CoreWeave is seeking Software Engineers to build, maintain, and optimize highly scalable, reliable, and secure systems for their AI Hyperscaler platform. The Observability team specifically needs to deploy and maintain critical infrastructure including logging, tracing, and metrics platforms, as well as the pipelines that feed them, to ensure the performance and resilience of their accelerated computing solutions.
Requirements
- Proficiency in at least one programming or scripting language (e.g., Python, Go).
- Experience working in Kubernetes, containerization, and microservices architectures.
- Experience being on call, triaging and escalating (when appropriate) production issues.
- History of consuming observability systems at scale.
- Experience running a production observability database or tool (e.g.

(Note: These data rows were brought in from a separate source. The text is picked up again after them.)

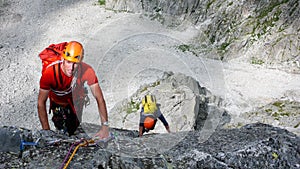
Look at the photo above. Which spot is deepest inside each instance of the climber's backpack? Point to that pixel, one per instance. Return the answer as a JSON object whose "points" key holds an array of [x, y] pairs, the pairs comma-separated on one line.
{"points": [[51, 54], [149, 104]]}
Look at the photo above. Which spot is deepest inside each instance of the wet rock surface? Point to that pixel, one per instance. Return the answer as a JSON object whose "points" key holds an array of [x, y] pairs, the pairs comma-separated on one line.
{"points": [[251, 146]]}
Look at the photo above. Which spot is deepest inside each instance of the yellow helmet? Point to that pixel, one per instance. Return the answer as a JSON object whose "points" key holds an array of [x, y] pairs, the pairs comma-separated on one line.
{"points": [[73, 52]]}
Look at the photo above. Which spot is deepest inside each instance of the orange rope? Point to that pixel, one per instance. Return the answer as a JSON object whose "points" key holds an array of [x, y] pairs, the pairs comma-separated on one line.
{"points": [[85, 143]]}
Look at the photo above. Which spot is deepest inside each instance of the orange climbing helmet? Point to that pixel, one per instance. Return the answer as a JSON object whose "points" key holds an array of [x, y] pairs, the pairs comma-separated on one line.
{"points": [[149, 122], [73, 52]]}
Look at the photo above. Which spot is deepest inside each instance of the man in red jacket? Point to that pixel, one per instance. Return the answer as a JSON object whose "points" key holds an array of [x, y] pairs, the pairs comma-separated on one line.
{"points": [[63, 82]]}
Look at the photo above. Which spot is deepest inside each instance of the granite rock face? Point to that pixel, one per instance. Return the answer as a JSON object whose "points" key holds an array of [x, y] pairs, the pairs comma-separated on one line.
{"points": [[184, 103], [258, 32], [252, 146]]}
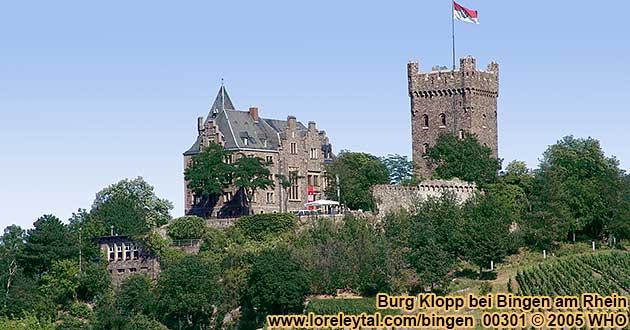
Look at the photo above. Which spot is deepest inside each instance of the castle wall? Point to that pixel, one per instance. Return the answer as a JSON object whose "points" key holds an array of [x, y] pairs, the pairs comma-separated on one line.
{"points": [[393, 198]]}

ClickHouse, Elastic, Loki, Victoria Metrics, Prometheus, Thanos, OpenTelemetry, and/or Grafana).
- Familiarity with infrastructure-as-code tools like Terraform.

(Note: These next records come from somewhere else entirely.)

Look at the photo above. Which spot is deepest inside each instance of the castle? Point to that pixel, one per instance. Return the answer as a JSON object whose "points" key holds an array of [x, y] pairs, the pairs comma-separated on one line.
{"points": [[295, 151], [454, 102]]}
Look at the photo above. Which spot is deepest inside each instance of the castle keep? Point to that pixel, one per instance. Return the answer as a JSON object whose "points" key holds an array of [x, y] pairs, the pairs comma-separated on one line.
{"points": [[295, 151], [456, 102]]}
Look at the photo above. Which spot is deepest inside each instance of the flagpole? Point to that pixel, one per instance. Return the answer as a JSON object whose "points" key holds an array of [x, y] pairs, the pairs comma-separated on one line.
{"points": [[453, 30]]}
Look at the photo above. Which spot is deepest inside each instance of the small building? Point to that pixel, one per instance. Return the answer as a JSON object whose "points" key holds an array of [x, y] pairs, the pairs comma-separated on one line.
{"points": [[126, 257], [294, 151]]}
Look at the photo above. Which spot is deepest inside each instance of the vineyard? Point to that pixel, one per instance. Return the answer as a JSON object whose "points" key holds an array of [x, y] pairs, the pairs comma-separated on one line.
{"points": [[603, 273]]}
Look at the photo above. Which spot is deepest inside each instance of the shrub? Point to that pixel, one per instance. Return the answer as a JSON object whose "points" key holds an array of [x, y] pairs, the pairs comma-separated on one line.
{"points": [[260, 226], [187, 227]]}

- Hands-on experience using data-streaming systems for observability pipelines.
Responsibilities
- Design, build and maintain logging, tracing, and/or metrics platforms with moderate supervision.
- Develop and refine monitoring and alerting to enhance system reliability.

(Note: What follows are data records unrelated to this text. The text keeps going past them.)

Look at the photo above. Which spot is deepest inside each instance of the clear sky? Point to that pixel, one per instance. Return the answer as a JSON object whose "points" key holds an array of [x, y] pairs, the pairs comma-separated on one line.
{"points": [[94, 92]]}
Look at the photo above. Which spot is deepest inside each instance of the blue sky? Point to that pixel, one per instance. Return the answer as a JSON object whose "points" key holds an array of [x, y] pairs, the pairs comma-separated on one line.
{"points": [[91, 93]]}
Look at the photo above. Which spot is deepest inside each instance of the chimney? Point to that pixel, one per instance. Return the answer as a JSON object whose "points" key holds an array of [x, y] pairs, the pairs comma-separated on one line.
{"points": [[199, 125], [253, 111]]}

- Assist engineers across CoreWeave in developing effective usage patterns for Observability systems.
- Manage production and pre-production clusters, building tools to enable development teams to follow best practices.
Other
- 2-5 years of experience in Software Engineering, Site Reliability Engineering, DevOps, or a related field.
- Excellent problem-solving, analytical, and communication skills.
- Exposure to modern testing frameworks and progressive deployment strategies
- The base salary range for this role is $109,000 to $145,000.
- This position requires access to export controlled information.